|George Murphy Foster|
|Born||May 19, 1892|
|Origin||McCall, Louisiana, US|
|Died||October 29, 1969(aged 77)|
|Instruments||String bass, Tuba, Trumpet|
|King Oliver, Kid Ory|
Foster was born to Charley and Annie Foster, who "was nearly fullblooded Cherokee," on a plantation near McCall in Ascension Parish near Donaldsonville in south Louisiana. His family moved to New Orleans when he was about 10 years of age. His older brother, Willard Foster, began playing banjo and guitar; George started out on a cello then switched to string bass. Foster married twice: to Bertha Foster in 1912 and Alma Foster in 1936.
In 1921 he moved to St. Louis to play with the Charlie Creath and Dewey Jackson bands, in which he would be active for much of the decade. He also joined Ory in Los Angeles. He acquired the nickname "Pops" because he was far older than any of the other players in the band.
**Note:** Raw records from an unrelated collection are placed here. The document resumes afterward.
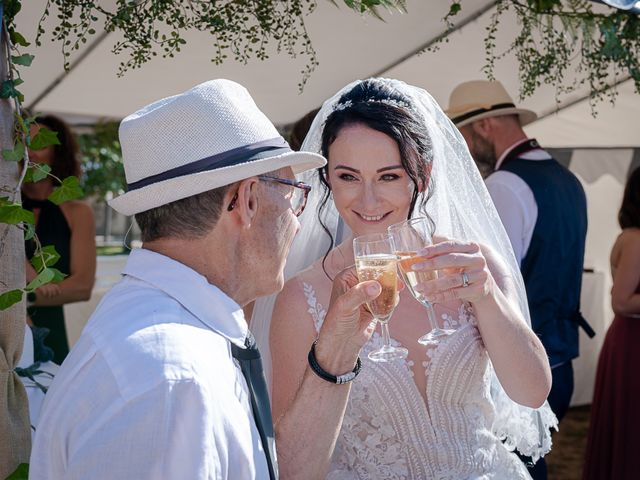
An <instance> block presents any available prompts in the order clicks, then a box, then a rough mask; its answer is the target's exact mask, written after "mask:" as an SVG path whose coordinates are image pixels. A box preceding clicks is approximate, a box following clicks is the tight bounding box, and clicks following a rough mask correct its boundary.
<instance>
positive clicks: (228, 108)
mask: <svg viewBox="0 0 640 480" xmlns="http://www.w3.org/2000/svg"><path fill="white" fill-rule="evenodd" d="M119 137H120V145H121V146H122V158H123V160H124V169H125V175H126V179H127V186H128V189H127V193H125V194H123V195H120V196H118V197H116V198H114V199H113V200H111V201H110V202H109V205H110V206H111V207H112V208H113V209H115V210H116V211H118V212H120V213H123V214H125V215H133V214H136V213H140V212H144V211H146V210H150V209H152V208H155V207H159V206H161V205H166V204H167V203H171V202H175V201H176V200H180V199H183V198H187V197H190V196H193V195H197V194H199V193H202V192H206V191H208V190H212V189H214V188H218V187H222V186H224V185H229V184H231V183H234V182H237V181H240V180H243V179H245V178H249V177H252V176H255V175H261V174H264V173H267V172H271V171H273V170H278V169H280V168H284V167H291V168H292V169H293V172H294V173H301V172H303V171H305V170H309V169H312V168H318V167H322V166H324V165H325V163H326V160H325V159H324V157H322V156H321V155H317V154H315V153H310V152H294V151H292V150H291V149H290V148H289V145H288V144H287V142H286V141H285V140H284V138H282V137H281V136H280V134H279V133H278V131H277V130H276V128H275V127H274V126H273V124H272V123H271V122H270V121H269V119H268V118H267V117H266V116H265V115H264V114H263V113H262V112H261V111H260V110H259V109H258V107H257V106H256V104H255V102H254V101H253V99H252V98H251V96H250V95H249V92H248V91H247V90H246V89H245V88H244V87H243V86H241V85H239V84H237V83H235V82H232V81H230V80H211V81H209V82H205V83H202V84H200V85H197V86H195V87H193V88H192V89H191V90H188V91H186V92H184V93H181V94H179V95H175V96H173V97H168V98H164V99H162V100H158V101H157V102H154V103H152V104H151V105H147V106H146V107H144V108H142V109H141V110H138V111H137V112H135V113H133V114H131V115H129V116H128V117H127V118H125V119H124V120H123V121H122V123H121V124H120V130H119Z"/></svg>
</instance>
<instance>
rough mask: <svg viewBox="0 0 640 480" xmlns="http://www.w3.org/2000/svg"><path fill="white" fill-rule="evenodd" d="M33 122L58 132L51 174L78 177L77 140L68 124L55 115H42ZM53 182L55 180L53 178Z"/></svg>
mask: <svg viewBox="0 0 640 480" xmlns="http://www.w3.org/2000/svg"><path fill="white" fill-rule="evenodd" d="M35 124H36V125H38V126H42V127H46V128H48V129H49V130H51V131H52V132H56V133H57V134H58V141H59V142H60V144H59V145H53V161H52V163H51V174H52V175H54V176H56V177H57V178H59V179H60V180H64V179H65V178H67V177H72V176H75V177H80V173H81V172H80V161H79V159H78V142H77V141H76V138H75V136H74V135H73V133H72V132H71V129H70V128H69V126H68V125H67V124H66V123H65V122H64V121H63V120H62V119H61V118H58V117H56V116H55V115H43V116H41V117H37V118H36V119H35ZM54 182H55V180H54Z"/></svg>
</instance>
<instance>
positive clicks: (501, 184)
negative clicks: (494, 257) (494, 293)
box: [486, 139, 552, 264]
mask: <svg viewBox="0 0 640 480" xmlns="http://www.w3.org/2000/svg"><path fill="white" fill-rule="evenodd" d="M525 141H528V139H526V140H522V141H521V142H517V143H515V144H514V145H511V147H509V148H508V149H507V150H505V151H504V153H503V154H502V155H501V156H500V158H499V159H498V162H497V163H496V171H495V172H494V173H492V174H491V175H489V176H488V177H487V179H486V185H487V190H489V195H491V199H492V200H493V203H494V205H495V206H496V210H498V215H500V220H502V224H503V225H504V228H505V230H506V231H507V235H508V236H509V240H510V241H511V245H512V246H513V252H514V253H515V255H516V260H518V263H519V264H522V259H523V258H524V257H525V256H526V255H527V251H528V250H529V245H531V238H532V237H533V230H534V228H535V226H536V222H537V221H538V205H537V204H536V200H535V197H534V196H533V192H532V191H531V188H529V185H527V183H526V182H525V181H524V180H522V178H520V177H519V176H518V175H516V174H515V173H512V172H506V171H503V170H500V171H498V168H500V165H502V162H503V161H504V159H505V158H506V156H507V154H508V153H509V152H510V151H511V150H513V149H514V148H515V147H516V146H518V145H520V144H521V143H522V142H525ZM519 158H522V159H524V160H531V161H538V160H549V159H551V158H552V157H551V156H550V155H549V154H548V153H547V152H545V151H544V150H542V149H536V150H531V151H529V152H526V153H524V154H522V155H520V157H519Z"/></svg>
In 1929 Foster moved to New York City, where he played with the bands of Luis Russell and Louis Armstrong through 1940. He gigged with various New York-based bands through the 1940s, including those of Sidney Bechet, Art Hodes, and regular broadcasts on the national This Is Jazz radio program. He also recorded for the Mezzrow-Bechet Quintet (Bechet, Mezz Mezzrow, Fitz Weston, and Kaiser Marshall) and Septet (on two consecutive dates in 1945, with Pappa Snow White,Jimmy Blythe, Jr.,Danny Barker and Sid Catlett, and on the second session with Pleasant Joe on vocals).
In the late 1940s he began touring more widely and played in many countries in Europe, especially in France, and throughout the United States including returns to New Orleans and California.
The Autobiography of Pops Foster was published in 1971, with a new edition in 2005. Foster is quoted, "Some of the books are fouled up on" the times in New Orleans", "and some of the guys weren't telling the truth." "The citics and guys who write about jazz think they know more about what went on in New Orleans than the guys that were there."